Background: Adhesion of platelets to subendothelial collagen after plaque rupture results in a phospholipase C (PLC) evoked hydrolysis of inositol 4,5-bisphosphate (PIP2) into inositol 1,4,5-trisphosphate (IP3) with subsequent rising cytosolic Ca2+ concentrations ([Ca2+]i). Increasing [Ca2+]i is a prerequisite for platelet activation, which is essential for the development of thrombotic vascular occlusions. Janus kinase 3 (JAK3) is a member of the Janus family protein-tyrosine kinases which is strongly expressed in platelets and affects pseudopodia formation, degranulation and aggregation in human platelets. Although STAT3, a downstream target of JAK3, plays a crucial role in Ca2+ signaling and platelet aggregation, less is known about the impact of JAK3 in IP3-dependent platelet activation and thrombus formation.
Objective: The present study explored the role of JAK3 in PIP2 and IP3 signaling mechanisms during Ca2+-dependent platelet activation culminating in thrombotic vascular occlusions in JAK3-deficient (jak3-/-) mice.
Methods and Results: Upon stimulation of the major platelet receptor glycoprotein VI (GPVI) by means of collagen-related peptide (CRP)-dependent activation, fura-2-AM spectrofluorometric Ca2+ measurements revealed a diminished increase of [Ca2+]i in platelets from jak3-/- mice when compared to platelets from corresponding wildtype littermates. Consequently, in comparison to naïve platelets, flow cytometry and light transmission aggregometry revealed a significantly blunted activation-dependent integrin αIIbβ3 activation, aggregation and degranulation in JAK3-deficient platelets.
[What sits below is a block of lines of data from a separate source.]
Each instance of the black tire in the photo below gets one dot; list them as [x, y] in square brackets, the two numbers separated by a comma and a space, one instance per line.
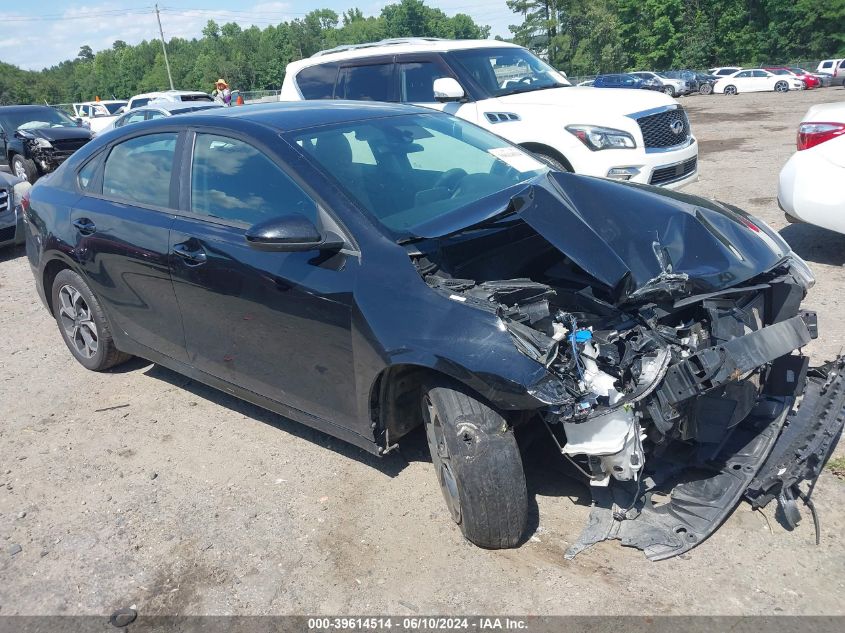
[478, 466]
[552, 162]
[87, 324]
[24, 167]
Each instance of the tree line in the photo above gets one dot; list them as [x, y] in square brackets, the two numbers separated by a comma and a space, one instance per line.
[578, 36]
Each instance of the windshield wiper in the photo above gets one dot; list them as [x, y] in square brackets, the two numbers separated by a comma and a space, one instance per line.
[532, 89]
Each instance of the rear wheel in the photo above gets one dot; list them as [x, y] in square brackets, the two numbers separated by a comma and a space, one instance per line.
[24, 168]
[478, 466]
[82, 323]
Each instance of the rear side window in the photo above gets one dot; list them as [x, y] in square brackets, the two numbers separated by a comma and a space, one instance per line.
[138, 170]
[232, 180]
[366, 83]
[416, 81]
[317, 82]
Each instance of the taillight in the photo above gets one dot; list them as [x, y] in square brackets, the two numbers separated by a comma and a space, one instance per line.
[812, 134]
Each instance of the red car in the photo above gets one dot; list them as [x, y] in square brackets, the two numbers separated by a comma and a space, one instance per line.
[810, 81]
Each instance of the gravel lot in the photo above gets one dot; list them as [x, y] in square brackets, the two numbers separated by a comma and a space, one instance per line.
[142, 487]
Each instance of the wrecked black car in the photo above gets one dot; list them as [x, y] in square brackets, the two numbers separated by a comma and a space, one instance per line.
[36, 139]
[367, 269]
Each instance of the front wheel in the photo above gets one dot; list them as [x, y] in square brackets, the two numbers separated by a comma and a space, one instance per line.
[83, 324]
[24, 168]
[478, 466]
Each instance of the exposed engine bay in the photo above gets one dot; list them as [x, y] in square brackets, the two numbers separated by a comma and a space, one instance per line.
[667, 401]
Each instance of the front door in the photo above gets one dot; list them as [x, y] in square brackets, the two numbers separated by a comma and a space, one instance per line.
[275, 323]
[132, 194]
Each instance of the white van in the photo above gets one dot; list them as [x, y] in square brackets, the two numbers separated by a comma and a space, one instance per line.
[637, 135]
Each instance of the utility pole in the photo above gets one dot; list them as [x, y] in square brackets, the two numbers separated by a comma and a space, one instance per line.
[164, 48]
Genetic perturbation of JAK3 also resulted in impaired platelet spreading and in vitro thrombus formation on a collagen-coated surface under high arterial shear rates. More importantly, thrombotic vascular occlusion after FeCl3-induced injury in vivo was blunted in jak3-/- chimeric mice, whereas no prolongation of bleeding time was observed in these mice. To address the mechanisms of CRP-triggered Ca2+-dependent platelet activation in jak3-/- mice, we analyzed PIP2 and downstream IP3 levels. By employing ELISA assays, lipidomic analysis as well as immunoblots, the observed significantly decreased PIP2 and IP3 levels in platelets from jak3-/- mice resulted from diminished levels of upstream phosphatidylinositol-4-phosphate 5-kinase (PIP5K).
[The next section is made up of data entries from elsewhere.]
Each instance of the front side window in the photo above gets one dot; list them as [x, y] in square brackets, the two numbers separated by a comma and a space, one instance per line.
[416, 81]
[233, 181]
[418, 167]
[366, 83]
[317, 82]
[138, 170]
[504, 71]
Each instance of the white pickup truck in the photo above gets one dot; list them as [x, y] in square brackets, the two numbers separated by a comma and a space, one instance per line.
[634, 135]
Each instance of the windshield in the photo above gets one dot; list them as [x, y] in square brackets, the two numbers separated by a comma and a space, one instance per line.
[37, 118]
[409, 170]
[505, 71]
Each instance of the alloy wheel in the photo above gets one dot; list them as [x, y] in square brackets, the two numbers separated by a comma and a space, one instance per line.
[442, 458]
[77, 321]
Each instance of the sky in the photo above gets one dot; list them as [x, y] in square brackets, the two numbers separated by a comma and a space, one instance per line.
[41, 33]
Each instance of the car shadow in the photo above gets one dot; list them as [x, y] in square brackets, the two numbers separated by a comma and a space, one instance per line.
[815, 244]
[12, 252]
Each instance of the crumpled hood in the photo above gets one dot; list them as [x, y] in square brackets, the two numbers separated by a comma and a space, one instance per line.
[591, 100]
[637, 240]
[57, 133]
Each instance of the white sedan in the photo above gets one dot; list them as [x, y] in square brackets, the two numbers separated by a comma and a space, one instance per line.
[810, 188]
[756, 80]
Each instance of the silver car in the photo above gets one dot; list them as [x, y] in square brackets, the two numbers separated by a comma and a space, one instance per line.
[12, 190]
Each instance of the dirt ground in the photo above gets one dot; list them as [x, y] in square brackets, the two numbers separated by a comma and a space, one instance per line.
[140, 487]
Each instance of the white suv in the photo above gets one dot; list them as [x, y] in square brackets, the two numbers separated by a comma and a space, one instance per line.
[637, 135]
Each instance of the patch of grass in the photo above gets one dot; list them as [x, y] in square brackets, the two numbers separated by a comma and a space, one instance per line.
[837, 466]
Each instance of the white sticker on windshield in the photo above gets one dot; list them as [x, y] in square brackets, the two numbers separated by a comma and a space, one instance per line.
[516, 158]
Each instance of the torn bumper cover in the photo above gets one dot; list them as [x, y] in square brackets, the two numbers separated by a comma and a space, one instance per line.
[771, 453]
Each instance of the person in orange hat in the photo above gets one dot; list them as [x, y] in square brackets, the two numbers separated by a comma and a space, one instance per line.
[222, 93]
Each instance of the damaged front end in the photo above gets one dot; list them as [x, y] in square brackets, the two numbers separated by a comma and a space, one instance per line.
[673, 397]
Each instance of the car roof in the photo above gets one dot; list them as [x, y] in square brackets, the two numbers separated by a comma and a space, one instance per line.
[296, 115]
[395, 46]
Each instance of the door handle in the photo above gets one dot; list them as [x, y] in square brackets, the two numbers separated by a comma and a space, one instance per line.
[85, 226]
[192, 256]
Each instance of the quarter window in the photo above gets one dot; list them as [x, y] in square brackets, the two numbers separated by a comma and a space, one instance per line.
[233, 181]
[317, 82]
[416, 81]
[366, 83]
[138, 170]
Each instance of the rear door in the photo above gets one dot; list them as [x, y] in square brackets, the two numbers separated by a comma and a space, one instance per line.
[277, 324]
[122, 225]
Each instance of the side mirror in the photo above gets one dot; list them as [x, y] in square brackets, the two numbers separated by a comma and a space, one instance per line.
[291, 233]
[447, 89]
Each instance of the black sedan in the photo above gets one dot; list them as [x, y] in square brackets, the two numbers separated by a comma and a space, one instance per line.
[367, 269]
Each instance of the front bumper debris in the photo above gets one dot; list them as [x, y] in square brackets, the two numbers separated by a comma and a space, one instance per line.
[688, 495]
Conclusions: The present study reveals JAK3 as a regulator of PIP2 and IP3 generation in platelets with subsequent Ca2+-dependent activation, dense granule secretion and aggregation upon GPVI stimulation. Finally, JAK3-deficiency results in decreased in vitro and in vivo thrombus formation, without affecting bleeding time. Therefore, JAK3 could play a decisive role in arterial thrombosis underlying myocardial infarction or ischemic stroke and may represent a druggable target in future improved treatment regimens of cardiovascular diseases.